何キロか何トンあるかは知らないけど、それだけ重かったら自分で自分の体重を支えることができないのでは、と考えたのだ。
「だとすると、あの音はフェイク?」
そう考えた途端、足音の割に地面が揺れないことに気付いたというわけだ。
銀髪巨大美少女のゆったりした喋り方も巨人らしさの演出だったのだろう。
決め手は、銀髪美少女が口にした秘術名。
すでに言ったように、おれはその現象を知っていたので(ブロッケンだけで見当がつく)、先ほどの大きすぎる足音とあわせて考えれば、怖れることはないと判断したわけだ。

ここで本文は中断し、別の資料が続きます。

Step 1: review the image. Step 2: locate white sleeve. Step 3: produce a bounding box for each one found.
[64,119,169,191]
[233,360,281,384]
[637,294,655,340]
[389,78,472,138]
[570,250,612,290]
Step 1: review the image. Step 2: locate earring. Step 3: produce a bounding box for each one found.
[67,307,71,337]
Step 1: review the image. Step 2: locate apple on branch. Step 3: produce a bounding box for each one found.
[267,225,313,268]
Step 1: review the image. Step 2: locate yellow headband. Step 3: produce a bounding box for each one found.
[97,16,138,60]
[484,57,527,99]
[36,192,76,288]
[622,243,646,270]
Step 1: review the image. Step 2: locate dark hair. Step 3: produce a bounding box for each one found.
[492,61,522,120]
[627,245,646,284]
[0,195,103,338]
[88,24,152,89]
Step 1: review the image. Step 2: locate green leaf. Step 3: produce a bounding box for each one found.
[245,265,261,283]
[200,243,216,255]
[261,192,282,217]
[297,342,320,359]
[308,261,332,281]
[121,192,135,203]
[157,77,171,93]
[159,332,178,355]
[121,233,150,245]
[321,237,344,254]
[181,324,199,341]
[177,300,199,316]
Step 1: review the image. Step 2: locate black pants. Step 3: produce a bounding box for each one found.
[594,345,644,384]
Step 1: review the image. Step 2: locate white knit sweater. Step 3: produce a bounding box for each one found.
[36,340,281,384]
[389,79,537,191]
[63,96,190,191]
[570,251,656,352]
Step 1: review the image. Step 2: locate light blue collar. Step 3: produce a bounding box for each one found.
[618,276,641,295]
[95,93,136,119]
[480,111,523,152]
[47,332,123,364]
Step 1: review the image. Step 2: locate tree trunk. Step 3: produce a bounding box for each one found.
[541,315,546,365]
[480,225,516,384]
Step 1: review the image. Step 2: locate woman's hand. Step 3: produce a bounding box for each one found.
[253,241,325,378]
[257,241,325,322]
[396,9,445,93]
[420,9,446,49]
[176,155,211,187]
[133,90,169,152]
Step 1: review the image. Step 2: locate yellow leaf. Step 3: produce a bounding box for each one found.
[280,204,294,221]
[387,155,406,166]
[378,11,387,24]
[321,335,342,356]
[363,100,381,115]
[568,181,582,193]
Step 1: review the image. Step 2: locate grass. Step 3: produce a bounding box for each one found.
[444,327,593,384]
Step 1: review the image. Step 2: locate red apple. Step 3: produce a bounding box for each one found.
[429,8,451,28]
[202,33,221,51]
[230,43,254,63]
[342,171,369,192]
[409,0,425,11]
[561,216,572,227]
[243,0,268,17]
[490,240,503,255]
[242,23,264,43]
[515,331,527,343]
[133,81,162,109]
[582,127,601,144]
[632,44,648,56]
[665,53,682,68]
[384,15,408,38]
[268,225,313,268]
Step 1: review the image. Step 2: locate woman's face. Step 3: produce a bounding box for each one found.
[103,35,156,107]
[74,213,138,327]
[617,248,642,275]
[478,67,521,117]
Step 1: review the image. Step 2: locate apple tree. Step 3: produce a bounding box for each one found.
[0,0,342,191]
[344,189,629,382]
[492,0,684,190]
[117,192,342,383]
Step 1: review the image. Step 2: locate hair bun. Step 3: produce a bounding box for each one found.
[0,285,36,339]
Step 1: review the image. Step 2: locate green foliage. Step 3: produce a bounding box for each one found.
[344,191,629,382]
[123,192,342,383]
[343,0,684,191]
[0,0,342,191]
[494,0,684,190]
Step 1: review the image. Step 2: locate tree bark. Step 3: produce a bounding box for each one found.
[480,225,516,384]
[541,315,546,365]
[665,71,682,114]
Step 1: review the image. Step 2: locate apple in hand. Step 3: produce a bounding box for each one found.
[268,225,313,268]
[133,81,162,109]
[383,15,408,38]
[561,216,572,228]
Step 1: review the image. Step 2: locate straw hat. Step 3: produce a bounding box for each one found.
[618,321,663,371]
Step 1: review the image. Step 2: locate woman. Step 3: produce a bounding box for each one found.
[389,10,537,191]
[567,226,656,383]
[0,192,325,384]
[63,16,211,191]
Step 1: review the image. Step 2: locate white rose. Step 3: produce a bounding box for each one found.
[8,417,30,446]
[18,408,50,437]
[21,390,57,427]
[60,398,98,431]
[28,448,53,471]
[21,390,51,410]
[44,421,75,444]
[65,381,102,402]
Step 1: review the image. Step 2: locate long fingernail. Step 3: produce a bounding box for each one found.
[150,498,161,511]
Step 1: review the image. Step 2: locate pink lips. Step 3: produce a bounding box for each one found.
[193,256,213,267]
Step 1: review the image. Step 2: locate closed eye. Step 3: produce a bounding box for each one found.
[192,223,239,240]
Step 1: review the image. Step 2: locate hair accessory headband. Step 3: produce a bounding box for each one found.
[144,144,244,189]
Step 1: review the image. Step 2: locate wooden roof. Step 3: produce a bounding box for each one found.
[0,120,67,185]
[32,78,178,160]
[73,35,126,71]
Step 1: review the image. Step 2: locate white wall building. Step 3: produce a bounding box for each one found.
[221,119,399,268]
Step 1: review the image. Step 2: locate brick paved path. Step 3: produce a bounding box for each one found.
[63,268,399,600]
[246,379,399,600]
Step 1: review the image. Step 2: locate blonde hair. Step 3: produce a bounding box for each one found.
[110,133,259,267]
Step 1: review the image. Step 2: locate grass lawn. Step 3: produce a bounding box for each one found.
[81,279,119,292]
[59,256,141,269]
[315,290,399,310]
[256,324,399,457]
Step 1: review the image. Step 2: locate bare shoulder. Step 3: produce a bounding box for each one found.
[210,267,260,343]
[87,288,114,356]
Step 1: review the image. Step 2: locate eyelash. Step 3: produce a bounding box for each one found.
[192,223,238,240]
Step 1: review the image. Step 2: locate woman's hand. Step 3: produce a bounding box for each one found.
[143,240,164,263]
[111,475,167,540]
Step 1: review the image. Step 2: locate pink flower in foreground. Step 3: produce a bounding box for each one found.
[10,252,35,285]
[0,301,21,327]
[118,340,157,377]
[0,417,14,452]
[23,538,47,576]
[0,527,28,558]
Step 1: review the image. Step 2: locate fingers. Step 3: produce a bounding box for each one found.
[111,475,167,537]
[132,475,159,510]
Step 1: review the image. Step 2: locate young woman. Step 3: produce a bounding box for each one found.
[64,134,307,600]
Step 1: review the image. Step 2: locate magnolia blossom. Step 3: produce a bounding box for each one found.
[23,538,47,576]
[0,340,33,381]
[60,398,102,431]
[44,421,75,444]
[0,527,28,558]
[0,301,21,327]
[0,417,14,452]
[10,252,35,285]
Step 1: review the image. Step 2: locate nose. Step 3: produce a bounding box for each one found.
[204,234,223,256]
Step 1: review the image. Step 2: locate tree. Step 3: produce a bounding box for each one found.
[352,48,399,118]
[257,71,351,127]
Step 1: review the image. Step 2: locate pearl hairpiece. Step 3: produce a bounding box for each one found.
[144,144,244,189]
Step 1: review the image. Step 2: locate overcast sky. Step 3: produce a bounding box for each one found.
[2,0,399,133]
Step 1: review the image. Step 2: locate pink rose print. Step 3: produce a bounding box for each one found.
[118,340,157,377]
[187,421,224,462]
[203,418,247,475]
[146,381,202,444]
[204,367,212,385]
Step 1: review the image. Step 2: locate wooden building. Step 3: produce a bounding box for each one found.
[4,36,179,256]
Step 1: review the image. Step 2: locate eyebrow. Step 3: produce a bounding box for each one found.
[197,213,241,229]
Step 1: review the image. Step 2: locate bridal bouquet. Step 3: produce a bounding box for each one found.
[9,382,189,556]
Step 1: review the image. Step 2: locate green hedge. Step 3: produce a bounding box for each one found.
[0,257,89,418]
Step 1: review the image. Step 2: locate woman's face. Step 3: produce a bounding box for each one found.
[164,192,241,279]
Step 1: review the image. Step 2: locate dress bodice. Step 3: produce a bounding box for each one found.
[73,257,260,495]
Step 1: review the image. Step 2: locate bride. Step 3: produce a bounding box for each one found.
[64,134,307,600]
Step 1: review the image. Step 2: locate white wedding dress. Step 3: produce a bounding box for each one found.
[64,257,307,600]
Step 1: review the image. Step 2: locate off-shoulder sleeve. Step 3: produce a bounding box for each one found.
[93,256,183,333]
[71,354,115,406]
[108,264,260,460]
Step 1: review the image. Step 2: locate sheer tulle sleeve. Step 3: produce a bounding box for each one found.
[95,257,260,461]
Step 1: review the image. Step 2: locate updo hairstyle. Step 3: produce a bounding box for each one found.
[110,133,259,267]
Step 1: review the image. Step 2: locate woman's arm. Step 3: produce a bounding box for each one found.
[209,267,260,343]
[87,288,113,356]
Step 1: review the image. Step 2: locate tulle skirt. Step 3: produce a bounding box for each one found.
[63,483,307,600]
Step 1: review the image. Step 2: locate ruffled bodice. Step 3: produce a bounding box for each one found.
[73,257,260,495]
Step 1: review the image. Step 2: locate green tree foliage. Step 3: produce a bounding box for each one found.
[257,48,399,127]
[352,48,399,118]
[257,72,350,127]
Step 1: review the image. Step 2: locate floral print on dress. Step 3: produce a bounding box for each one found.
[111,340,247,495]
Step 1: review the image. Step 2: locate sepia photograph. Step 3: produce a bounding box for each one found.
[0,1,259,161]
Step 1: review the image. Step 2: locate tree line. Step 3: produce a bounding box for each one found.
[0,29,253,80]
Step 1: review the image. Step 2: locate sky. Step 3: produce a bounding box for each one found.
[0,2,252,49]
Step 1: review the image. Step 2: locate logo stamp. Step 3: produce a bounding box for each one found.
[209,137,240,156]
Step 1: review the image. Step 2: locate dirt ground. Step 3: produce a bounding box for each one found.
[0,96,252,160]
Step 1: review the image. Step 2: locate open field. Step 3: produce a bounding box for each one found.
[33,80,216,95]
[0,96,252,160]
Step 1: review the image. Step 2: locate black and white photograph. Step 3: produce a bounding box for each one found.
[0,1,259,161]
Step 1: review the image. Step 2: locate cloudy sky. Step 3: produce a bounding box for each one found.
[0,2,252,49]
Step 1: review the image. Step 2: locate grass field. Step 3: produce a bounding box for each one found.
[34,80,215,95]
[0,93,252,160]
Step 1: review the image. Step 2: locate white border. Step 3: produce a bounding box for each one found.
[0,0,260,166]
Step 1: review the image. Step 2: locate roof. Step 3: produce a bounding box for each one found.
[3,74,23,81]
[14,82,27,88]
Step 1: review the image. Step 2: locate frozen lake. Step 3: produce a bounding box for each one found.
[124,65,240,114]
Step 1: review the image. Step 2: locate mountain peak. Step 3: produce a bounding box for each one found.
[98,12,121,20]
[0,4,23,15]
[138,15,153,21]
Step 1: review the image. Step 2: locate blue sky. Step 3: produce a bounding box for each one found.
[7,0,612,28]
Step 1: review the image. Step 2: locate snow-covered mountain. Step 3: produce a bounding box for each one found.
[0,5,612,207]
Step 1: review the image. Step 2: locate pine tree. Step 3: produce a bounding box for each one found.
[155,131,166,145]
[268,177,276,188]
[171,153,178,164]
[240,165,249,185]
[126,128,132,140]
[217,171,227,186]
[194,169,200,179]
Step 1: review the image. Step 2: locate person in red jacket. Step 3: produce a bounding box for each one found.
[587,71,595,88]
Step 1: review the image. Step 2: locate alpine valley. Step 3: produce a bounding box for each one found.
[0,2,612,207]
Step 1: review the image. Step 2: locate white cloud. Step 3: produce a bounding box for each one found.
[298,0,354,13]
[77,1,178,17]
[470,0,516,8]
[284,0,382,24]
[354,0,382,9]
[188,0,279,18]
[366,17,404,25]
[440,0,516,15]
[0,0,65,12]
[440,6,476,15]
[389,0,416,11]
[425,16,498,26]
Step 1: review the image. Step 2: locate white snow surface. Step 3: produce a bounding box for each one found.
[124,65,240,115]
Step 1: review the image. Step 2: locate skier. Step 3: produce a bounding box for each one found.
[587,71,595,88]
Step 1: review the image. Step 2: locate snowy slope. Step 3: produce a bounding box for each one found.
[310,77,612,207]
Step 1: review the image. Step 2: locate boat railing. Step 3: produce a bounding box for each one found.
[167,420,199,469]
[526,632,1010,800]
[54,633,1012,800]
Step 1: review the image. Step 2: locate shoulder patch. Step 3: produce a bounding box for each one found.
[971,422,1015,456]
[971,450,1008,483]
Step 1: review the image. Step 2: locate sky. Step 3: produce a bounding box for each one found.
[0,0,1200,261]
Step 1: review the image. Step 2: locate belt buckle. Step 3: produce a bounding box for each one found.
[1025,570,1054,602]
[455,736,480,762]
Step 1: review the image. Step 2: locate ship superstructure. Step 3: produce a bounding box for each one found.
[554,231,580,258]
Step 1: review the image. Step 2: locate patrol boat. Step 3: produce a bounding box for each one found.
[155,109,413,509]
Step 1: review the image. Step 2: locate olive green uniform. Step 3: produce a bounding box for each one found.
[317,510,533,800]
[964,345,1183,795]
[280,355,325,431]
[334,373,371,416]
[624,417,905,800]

ざっとそんな説明をすると、お萌とルエルは感心した顔をし、銀髪美少女は唇を噛んでうつむいた。
「じゃ、そういうことで」
と今度こそ立ち去ろうとすると、銀髪美少女はまたもや言った。
「待て」
「なんだよ、もう」
「お主、ただ者ではないな」
「ただのハンスだよ」
「それはもういい」
「ま、そうだね」
「今回は私の負けだ。それは認めよう」
「そりゃどうも」
「だが、私には仲間がいる。その者たちは私よりずっと手強いぞ。覚悟しておけ!」
「ふーん。それを知ったら逆に用心するようになるんだけど? 君って実は親切な人なの?」
おれの言葉に銀髪美少女は口を半開きにする。
「あ、そっか」
素の表情になった少女に「じゃ」と手を振って、今度こそおれたちは立ち去った。